Note: when training, the moving_mean and moving_variance need to be updated. By default the update ops are placed in tf.GraphKeys.UPDATE_OPS, so they need to be added as a dependency to the train_op. Also, be sure to add any batch_normalization ops before getting the update_ops collection. Otherwise, update_ops will be empty, and training/inference will not work properly.

For example:

x_norm = tf.layers.batch_normalization(x, training=training)

# ...
update_ops = tf.get_collection(tf.GraphKeys.UPDATE_OPS)
with tf.control_dependencies(update_ops):
     train_op = optimizer.minimize(loss)

2. Otherwise, try lowering the "momentum" in the BN.

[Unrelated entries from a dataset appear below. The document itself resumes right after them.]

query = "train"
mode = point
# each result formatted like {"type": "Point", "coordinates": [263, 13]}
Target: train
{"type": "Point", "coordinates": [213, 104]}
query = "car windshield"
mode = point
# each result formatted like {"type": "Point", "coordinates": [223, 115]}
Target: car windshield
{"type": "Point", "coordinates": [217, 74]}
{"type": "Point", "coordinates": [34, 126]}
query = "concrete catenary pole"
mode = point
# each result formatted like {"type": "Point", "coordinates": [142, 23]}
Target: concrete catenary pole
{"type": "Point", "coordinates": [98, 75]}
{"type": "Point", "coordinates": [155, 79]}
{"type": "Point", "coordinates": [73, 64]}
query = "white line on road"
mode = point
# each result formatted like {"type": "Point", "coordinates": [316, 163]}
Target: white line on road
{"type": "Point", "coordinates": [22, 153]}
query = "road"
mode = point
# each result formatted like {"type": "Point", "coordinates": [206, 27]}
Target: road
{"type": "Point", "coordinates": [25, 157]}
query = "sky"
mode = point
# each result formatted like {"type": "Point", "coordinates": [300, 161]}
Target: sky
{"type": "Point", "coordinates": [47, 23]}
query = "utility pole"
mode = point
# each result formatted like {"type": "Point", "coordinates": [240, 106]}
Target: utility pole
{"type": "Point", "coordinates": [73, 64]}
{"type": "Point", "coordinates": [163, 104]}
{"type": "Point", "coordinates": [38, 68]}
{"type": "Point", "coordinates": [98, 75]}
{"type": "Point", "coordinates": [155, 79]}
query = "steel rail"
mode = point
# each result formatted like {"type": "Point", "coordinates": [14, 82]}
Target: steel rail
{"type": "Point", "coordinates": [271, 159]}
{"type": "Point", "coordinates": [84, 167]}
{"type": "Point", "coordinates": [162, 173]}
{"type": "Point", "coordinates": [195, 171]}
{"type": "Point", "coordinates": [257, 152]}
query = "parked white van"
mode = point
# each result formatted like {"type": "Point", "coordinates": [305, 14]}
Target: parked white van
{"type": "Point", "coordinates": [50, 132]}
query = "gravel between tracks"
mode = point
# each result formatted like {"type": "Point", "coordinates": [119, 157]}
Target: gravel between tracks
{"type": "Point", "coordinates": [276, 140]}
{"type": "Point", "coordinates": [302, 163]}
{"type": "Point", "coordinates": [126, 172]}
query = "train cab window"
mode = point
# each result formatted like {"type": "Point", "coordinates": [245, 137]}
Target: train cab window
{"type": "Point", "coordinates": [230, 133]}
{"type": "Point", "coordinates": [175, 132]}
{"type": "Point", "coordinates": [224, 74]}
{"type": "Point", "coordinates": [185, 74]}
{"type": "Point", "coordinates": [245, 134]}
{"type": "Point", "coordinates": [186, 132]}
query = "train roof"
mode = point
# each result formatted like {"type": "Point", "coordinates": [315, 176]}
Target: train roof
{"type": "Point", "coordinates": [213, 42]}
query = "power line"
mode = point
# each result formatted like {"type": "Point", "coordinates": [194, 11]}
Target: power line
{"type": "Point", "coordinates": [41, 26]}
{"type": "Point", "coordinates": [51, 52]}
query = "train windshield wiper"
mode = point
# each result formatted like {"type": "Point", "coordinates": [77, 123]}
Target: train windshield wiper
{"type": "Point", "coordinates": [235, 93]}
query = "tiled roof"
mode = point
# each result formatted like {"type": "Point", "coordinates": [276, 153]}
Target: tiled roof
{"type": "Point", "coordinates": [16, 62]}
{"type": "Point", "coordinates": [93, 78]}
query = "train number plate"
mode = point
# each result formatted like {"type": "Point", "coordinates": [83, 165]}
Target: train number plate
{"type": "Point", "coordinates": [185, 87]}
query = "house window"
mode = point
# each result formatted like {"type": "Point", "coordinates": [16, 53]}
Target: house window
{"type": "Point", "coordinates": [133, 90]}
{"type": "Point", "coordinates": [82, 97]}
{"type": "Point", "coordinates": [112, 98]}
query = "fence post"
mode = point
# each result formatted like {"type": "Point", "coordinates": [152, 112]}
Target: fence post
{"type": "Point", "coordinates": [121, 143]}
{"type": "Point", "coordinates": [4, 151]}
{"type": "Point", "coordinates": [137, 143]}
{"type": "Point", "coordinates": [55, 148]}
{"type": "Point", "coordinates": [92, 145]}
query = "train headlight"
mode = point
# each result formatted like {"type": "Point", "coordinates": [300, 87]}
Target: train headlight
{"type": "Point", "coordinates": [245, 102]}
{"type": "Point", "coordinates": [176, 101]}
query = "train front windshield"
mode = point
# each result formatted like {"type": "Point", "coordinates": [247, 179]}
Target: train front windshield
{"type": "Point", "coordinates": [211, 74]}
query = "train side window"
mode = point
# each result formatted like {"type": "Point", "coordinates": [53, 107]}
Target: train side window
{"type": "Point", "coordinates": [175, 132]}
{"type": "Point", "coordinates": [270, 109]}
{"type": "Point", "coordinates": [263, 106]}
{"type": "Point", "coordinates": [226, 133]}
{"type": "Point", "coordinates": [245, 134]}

During the training, in fact, the BN uses two moving averages of the mean and the variance that are supposed to approximate the population statistics. Mean and variance are initialized to 0 and 1 respectively and then, step by step, they are multiplied by the momentum value (default is 0.99) and added the new value*0.01. At inference (test) time, the normalization uses these statistics. For this reason, it takes these values a little while to arrive at the "real" mean and variance of the data.

Source:

https://www.tensorflow.org/api_docs/python/tf/layers/batch_normalization

https://github.com/keras-team/keras/issues/7265

https://github.com/keras-team/keras/issues/3366

The original BN paper can be found here:

https://arxiv.org/abs/1502.03167

0
votes

I also observed oscillations in validation loss when adding batch norm before ReLU. We found that moving the batch norm after the ReLU resolved the issue.